The posted coords will take you to the center of Lake St. Croix, a riverine lake which formed as the result of the natural sediment deposition and damming process which takes place as a river matures.
The Mississippi, Minnesota and St. Croix Rivers were carved over 11,000 years ago as proglacial lakes Agassiz and Duluth drained at the end of the last Ice Age. These glacial lake outburst floods were cataclysmic in magnitude. Torrents of water raged across this region for over a year before these giant lakes were drained. Deep gorges and valleys were carved. Upper substrate was eroded. The force of the these rivers cut deeply into the faultines down to the most resistant layers of bedrock.
These active glacial rivers are classified as a “young” or “youthful river”. A youthful river is a river with a steep gradient that has very few tributaries and flows quickly. Its channels erode deeper rather than wider. The gradient is controlled primarily by tectonics. The discharge is controlled by climate. The sediment load is controlled by various factors including climate, geology in the headwaters and the stream gradient. Fast moving water is capable of carrying, or suspending, a much greater volume of sediment than slow moving water, thus enhancing it ability to cut a path through varying stratas.
As time passed and the glacial lakes drained, the volume of water flowing through these channels has greatly reduced.
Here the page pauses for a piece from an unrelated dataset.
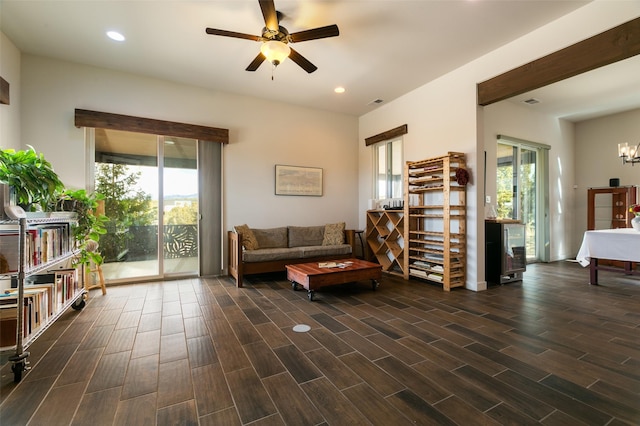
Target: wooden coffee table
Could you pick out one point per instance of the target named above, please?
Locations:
(312, 277)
These rivers are now classified as a “mature river.” The gradient has become less steep than those of youthful rivers and flows are slower. A mature river is fed by many tributaries and has more discharge than a youthful river. Its channels erode wider rather than deeper. As the speed of the water slows, the ability to suspend particulate matter also declines. The original deeply incised channels of the river valleys begin to fill with sediment. Sediment begins to accumulate and form deltas where tributaries meet the main river flow. This ongoing cycle continues to alter the flow and course of the maturing rivers. These tributary fans dammed the main rivers, forming riverine lakes.
The gradient and flow rate of each river is unique and subject to weather and watershed. The flow rate of the Mississippi was so greatly reduced that the ongoing deposition of sediment nearly dammed the St. Croix River at the confluence at Prescott, WI. The accumulation of river debris and sediment is now known as Point Douglas Park. The hydraulic damming action of the reduced flow, and subsequent backfilling, caused the formation of Lake St. Croix which extends from Prescott, WI northward through Stillwater, MN.
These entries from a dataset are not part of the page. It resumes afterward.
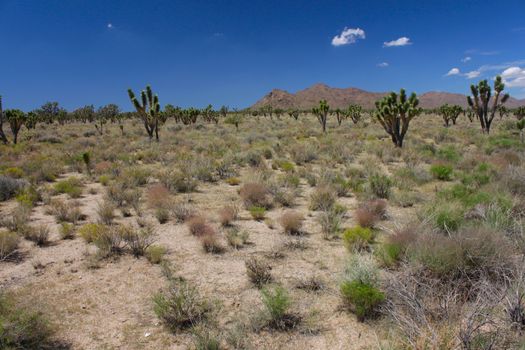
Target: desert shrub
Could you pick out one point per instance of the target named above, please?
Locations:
(181, 307)
(514, 180)
(255, 194)
(292, 222)
(210, 242)
(158, 196)
(18, 219)
(22, 327)
(364, 297)
(365, 217)
(39, 235)
(64, 212)
(257, 213)
(442, 172)
(139, 240)
(155, 253)
(29, 196)
(228, 214)
(136, 176)
(360, 286)
(258, 271)
(206, 339)
(198, 226)
(179, 180)
(66, 230)
(111, 240)
(91, 232)
(8, 244)
(237, 238)
(106, 212)
(162, 215)
(71, 186)
(380, 185)
(358, 238)
(331, 221)
(323, 198)
(277, 303)
(9, 187)
(183, 211)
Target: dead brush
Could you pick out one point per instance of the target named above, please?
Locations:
(292, 222)
(228, 214)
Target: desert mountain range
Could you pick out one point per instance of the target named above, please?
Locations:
(342, 97)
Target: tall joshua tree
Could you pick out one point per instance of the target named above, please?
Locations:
(480, 100)
(321, 113)
(16, 119)
(3, 138)
(395, 112)
(148, 110)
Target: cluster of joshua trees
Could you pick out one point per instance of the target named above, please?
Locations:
(394, 113)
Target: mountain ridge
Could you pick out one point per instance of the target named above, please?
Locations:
(342, 97)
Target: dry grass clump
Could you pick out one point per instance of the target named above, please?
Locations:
(198, 226)
(228, 214)
(255, 194)
(292, 222)
(258, 271)
(323, 198)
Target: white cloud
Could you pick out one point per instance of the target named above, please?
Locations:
(348, 36)
(514, 77)
(453, 71)
(473, 74)
(403, 41)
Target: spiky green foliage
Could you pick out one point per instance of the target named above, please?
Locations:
(16, 119)
(450, 113)
(519, 113)
(321, 113)
(355, 112)
(3, 138)
(395, 112)
(148, 109)
(294, 113)
(480, 101)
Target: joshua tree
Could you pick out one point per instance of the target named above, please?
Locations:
(480, 100)
(321, 113)
(519, 113)
(294, 113)
(339, 115)
(355, 112)
(16, 119)
(521, 126)
(3, 138)
(395, 112)
(450, 113)
(148, 110)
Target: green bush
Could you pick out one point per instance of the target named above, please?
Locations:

The following tasks are required to log this EarthCache:
Please forward in an e-mail the following:
1. An estimation of the width of the active channel of St. Croix River from the end of the causeway to the Minnesota shoreline, and reference your unit of measurement;
2. The elevation reading at GZ on the causeway;
3. The distance you walked from the arch to the posted coords; and.......
4. Posting a photograph of yourself or GPS at this site is now an optional requirement. Posting interesting photographs of this glacial footprint to educate other visitors to this EarthCache and to document your experience here are appreciated.